If Justice Alito Doesn't Have Enough Evidence to Name the Dobbs Leaker, Maybe He Shouldn't Say He Knows Who It Was
by Michael C. Dorf
Last week the Wall Street Journal published a story based on an interview with Justice Samuel Alito. The WSJ requires a subscription but for readers who lack one, I can briefly quote the key portions on which I want to focus. Regarding last year's leak of Justice Alito's majority opinion in the Dobbs case, he says:
“I personally have a pretty good idea who is responsible, but that’s different from the level of proof that is needed to name somebody . . . .” The reporter then states that Alito is "certain about the motive," which was, in the Justice's words, “part of an effort to prevent the Dobbs draft . . . from becoming the decision of the court. And that’s how it was used for those six weeks by people on the outside—as part of the campaign to try to intimidate the court.” He goes on: “Those of us who were thought to be in the majority, thought to have approved my draft opinion, were really targets of assassination,” in an apparent reference to the apprehension of an armed man outside the home of Justice Brett Kavanaugh. Justice Alito adds: “It was rational for people to believe that they might be able to stop the decision in Dobbs by killing one of us.”
Justice Alito did not (so far as I'm aware) receive but fail to report extravagant largesse from an eccentric billionaire patron with a collection of Nazi memorabilia, nor did his wife participate in a plot to overthrow U.S. democracy. Accordingly, he is not the most ethically challenged of the current Justices. But we oughtn't to grade on a curve. At a minimum, Justice Alito's statements to the WSJ reporter (assuming they were reported accurately), reflect poor judgment.

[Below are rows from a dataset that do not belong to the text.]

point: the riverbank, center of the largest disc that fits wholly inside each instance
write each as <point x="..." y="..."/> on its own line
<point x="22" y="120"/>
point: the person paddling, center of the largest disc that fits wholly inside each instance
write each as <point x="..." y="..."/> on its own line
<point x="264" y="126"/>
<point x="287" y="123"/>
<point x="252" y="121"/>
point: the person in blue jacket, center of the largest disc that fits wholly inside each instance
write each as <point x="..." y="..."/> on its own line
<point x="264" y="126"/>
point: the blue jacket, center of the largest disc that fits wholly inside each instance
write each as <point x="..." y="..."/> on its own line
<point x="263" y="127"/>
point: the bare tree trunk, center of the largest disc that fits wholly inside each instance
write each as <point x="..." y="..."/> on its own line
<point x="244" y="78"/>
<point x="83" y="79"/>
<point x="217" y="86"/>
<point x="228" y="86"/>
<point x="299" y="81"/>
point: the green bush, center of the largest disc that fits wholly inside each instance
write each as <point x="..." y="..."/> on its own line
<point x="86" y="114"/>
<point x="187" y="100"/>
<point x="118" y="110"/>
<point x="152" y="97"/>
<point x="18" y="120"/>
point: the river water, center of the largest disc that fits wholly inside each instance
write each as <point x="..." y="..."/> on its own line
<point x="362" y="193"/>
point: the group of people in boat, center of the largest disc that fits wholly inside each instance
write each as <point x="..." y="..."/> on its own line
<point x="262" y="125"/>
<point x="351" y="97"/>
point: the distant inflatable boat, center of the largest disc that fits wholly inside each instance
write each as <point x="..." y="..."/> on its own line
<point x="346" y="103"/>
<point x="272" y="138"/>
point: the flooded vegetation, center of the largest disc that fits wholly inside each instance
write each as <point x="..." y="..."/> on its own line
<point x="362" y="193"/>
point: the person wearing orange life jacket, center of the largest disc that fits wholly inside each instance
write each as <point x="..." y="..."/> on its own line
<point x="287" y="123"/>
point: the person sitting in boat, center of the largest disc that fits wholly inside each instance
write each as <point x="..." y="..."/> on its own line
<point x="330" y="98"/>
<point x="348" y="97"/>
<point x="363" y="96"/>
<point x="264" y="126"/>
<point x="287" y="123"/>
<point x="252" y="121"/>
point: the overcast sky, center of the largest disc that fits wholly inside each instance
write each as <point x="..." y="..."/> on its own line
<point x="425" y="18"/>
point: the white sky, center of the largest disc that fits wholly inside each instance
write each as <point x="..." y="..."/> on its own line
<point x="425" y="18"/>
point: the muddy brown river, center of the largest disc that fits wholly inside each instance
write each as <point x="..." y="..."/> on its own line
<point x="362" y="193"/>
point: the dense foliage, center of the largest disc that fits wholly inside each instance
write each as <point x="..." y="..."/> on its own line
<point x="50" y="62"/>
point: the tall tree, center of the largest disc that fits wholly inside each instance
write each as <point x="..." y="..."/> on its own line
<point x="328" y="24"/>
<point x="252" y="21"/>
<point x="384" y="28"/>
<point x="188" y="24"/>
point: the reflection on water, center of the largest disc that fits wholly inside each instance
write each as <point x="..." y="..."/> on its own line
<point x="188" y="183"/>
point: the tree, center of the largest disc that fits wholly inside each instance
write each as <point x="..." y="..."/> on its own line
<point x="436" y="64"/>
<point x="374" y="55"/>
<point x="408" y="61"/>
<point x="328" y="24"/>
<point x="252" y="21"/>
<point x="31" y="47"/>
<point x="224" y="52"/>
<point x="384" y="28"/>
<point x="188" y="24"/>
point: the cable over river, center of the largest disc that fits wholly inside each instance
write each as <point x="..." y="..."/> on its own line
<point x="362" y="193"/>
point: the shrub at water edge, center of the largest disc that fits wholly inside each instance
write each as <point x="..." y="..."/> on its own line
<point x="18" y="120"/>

Let me be clear that I'm criticizing Justice Alito for speaking publicly as he did, not for having a view about the leaker's identity that fails to satisfy some standard of proof that would be needed in a court of law. Consider a criminal law analogy. One can think--and be right--that D probably is guilty of some crime, even though D has not yet been tried for it and would be entitled to a presumption of innocence in a criminal trial. The presumption of innocence does not mean that a defendant actually is innocent until proven guilty. It's merely a restatement of the government's burden of proving guilt beyond a reasonable doubt.